Published 11:17 IST, November 29th 2019
Stop the act, not the word: Director Aziz on muting rape dialogue from Pati Patni Aur Woh
Filmmaker Mudassar Aziz isn't pleased that he had to "mute" a controversial dialogue that apparently made light of marital rape from his upcoming movie.
- Entertainment News
- 4 min read
Filmmaker Mudassar Aziz isn't pleased that he had to "mute" a controversial dialogue that apparently made light of marital rape from his upcoming movie "Pati Patni Aur Woh" and the director on Thursday said this is not a solution to such a serious issue. The trailer of the film drew flak on social media for the sequence where Kartik Aaryan, who plays the lead in the film, rants about feeling sex deprived to a friend (Aparshakti Khurana) and says, when a husband asks for sex, he becomes a beggar and if a husband tricks his wife into sex, he is a rapist (balatkaari).
Many called out the actor and the director for poking fun at marital rape.

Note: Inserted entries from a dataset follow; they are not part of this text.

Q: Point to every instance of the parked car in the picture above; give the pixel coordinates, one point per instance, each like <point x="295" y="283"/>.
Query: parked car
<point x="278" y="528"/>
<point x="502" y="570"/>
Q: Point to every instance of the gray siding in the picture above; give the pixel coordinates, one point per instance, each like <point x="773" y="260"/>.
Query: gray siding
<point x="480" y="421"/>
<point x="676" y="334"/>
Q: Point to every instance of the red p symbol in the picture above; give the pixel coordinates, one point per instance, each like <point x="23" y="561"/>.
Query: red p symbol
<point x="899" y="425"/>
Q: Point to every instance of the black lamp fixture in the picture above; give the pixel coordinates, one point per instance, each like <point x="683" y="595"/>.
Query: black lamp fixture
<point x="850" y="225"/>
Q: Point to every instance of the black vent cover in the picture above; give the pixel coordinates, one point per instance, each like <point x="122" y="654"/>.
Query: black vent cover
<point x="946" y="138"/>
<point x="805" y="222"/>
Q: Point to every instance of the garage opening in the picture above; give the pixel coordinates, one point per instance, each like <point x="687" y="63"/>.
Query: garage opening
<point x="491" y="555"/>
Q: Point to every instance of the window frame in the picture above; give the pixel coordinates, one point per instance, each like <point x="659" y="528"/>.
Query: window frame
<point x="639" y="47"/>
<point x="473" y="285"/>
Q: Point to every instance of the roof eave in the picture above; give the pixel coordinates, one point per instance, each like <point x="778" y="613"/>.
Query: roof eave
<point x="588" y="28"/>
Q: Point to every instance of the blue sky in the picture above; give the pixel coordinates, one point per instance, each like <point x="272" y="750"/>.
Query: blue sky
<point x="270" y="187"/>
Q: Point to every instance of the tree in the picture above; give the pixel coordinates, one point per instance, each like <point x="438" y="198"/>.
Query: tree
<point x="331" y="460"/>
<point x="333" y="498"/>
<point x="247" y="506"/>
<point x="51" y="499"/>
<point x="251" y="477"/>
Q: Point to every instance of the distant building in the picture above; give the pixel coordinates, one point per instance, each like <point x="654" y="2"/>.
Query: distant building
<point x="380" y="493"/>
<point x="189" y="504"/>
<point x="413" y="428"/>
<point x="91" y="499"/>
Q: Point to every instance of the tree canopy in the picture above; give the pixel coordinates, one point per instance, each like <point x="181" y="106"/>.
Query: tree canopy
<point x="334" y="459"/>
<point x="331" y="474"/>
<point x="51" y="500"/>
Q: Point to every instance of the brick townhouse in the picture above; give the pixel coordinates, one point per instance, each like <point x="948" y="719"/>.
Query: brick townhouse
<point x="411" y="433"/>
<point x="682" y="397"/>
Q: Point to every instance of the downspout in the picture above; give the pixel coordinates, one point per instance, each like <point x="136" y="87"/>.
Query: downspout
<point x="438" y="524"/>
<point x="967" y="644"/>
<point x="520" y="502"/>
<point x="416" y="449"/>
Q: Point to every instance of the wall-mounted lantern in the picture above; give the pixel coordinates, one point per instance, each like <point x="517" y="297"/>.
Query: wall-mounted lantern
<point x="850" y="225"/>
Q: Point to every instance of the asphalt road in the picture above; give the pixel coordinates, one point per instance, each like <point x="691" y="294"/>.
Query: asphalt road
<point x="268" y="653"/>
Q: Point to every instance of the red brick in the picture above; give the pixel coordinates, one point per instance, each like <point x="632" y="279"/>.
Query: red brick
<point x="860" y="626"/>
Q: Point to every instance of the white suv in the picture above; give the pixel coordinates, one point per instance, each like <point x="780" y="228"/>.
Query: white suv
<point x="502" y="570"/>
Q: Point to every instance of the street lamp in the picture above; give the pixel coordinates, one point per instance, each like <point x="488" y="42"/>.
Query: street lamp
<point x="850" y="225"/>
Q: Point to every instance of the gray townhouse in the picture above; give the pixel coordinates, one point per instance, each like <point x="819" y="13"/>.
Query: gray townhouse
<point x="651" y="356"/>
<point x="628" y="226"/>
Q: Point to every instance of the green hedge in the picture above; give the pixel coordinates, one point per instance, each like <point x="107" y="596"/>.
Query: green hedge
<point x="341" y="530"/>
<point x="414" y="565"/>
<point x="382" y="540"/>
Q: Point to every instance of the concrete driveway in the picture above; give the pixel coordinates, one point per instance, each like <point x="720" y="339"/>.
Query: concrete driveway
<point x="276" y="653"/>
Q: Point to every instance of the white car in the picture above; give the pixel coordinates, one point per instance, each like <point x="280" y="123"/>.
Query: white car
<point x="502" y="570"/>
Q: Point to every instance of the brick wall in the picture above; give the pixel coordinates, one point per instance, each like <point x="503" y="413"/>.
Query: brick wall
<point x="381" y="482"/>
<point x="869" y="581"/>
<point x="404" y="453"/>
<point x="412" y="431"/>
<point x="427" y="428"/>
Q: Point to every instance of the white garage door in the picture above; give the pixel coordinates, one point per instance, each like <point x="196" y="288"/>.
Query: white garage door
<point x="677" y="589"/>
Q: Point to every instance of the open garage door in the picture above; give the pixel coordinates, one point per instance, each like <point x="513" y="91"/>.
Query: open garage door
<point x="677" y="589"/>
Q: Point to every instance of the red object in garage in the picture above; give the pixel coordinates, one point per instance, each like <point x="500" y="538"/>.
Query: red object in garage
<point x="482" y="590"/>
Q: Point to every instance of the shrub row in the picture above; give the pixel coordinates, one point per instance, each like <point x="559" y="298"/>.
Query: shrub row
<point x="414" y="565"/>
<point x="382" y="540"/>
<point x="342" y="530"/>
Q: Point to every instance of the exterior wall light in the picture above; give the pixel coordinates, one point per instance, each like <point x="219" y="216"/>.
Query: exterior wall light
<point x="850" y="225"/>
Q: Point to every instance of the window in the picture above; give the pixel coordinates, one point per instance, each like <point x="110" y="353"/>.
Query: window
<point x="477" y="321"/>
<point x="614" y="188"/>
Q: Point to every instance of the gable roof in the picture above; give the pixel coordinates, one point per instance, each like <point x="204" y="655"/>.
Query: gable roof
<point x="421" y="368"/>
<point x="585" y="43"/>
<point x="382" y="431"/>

In the wake of the outrage, the makers decided mute the word "balatkaari", something Aziz said is "unfortunate". He said while the word has been removed from the film, the intention of using it was never to make fun of marital rape.

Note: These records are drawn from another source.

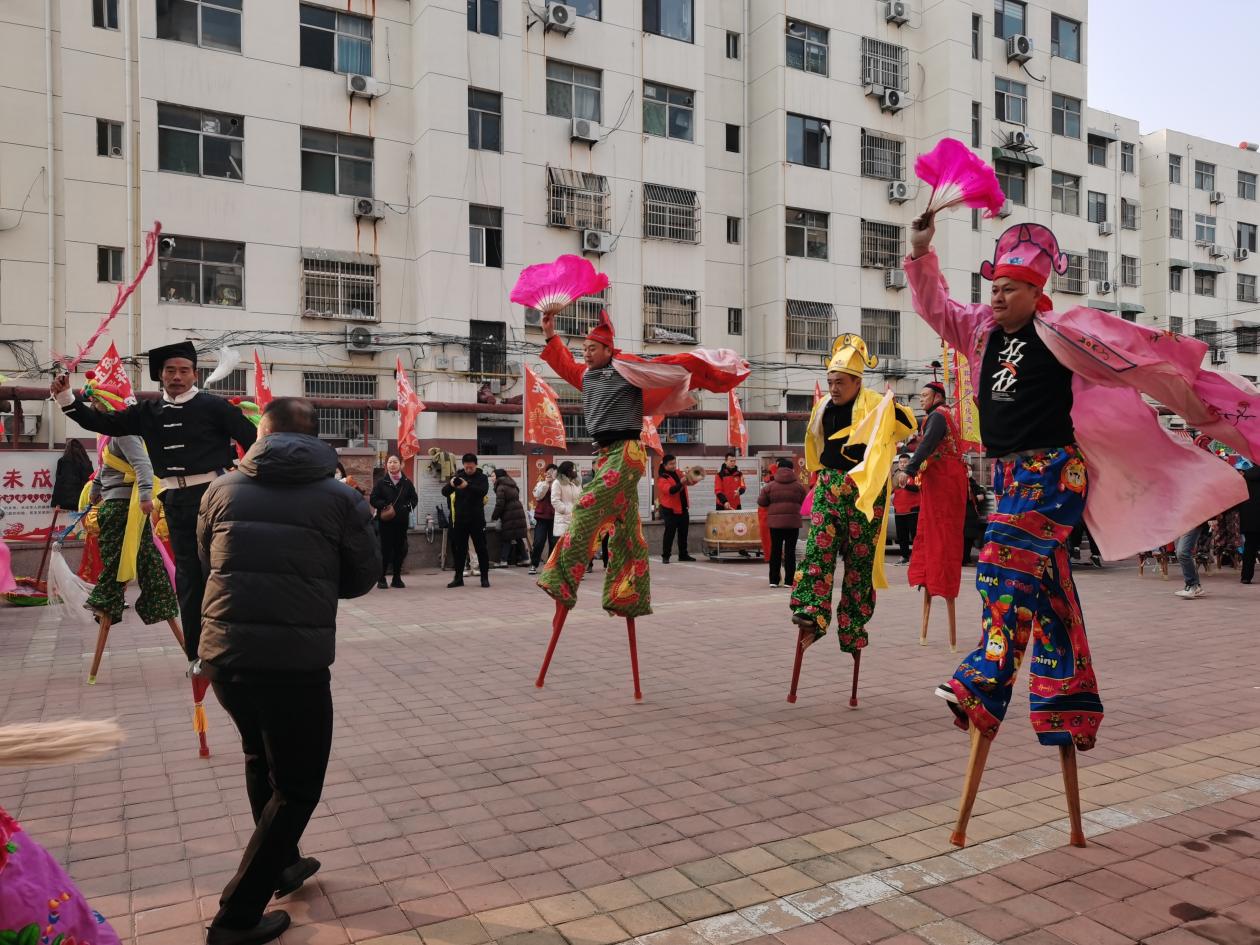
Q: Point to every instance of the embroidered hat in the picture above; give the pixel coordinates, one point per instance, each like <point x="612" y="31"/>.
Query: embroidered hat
<point x="1027" y="252"/>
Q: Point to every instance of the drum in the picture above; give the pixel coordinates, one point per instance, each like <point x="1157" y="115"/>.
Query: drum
<point x="731" y="531"/>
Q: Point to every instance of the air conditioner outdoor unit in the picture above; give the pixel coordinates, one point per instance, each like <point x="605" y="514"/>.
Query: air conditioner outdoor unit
<point x="560" y="18"/>
<point x="896" y="11"/>
<point x="585" y="130"/>
<point x="596" y="241"/>
<point x="367" y="208"/>
<point x="364" y="86"/>
<point x="899" y="192"/>
<point x="1018" y="48"/>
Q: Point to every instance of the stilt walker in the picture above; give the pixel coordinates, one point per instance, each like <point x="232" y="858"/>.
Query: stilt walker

"It was very unfortunate that the word 'balatkaar' has had to be replaced. It is unfortunate because I maintain my stand that a 12 year old needs to know what rape is. The act is wrong, but if you are not going to talk about it, if they aren't going to know what the term stands for, you're going to be a generation that's unaware. Don't stop the word, stop the act," the director said in a group interview.
Aziz also questioned the duality in people's opinion as he recalled people laughing aloud over a similar dialogue in Aamir Khan's 2009 film, "3 Idiots". "By muting that word, you're not getting anything. What sort of double standard is it that in one film ('3 Idiots') a person reads 'balatkaar' 36 times from a letter and everyone was laughing," the director argued. The filmmaker said, in the age of social media, people have become "finger happy" as they don't try to understand the context of something before commenting on it. "Centuries ago, people who had easy access to guns and went about firing it were called 'trigger happy'. Now, we are in a 'finger happy' generation which doesn't waste a single second in putting out an opinion on something that one hasn't entirely seen or don't know the full context. I make films for people and I want them to react after watching it."
The director said he has made a "progressive" film, something he believes the audiences will also understand when they watch it. "Everyone who thought this was adult humour or thought I was sympathising or empathising with the idea of marital rape is going to be rudely shocked. The woman in this film takes the man apart. It's a progressive film." Aziz said though it is fair for one to feel outraged and express opinions over a piece of art, it should not necessarily compel the artiste to make changes to it.
"It's a free country. It can't be that I ask you to let me use the word 'balatkaar' but at the same time put forth a condition that no one should react on it. I'm saying let both the ways be open - neither remove my dialogue nor I'm shutting down your reaction. "You react, let me use the dialogue and with that a necessary speech will be created... Nobody is making light of this situation, but if you're not going to talk about it, you're never going to come out from the woods," he added. "Pati Patni Aur Woh, which also features Bhumi Pednekar and Ananya Panday, is scheduled to be released on December 6.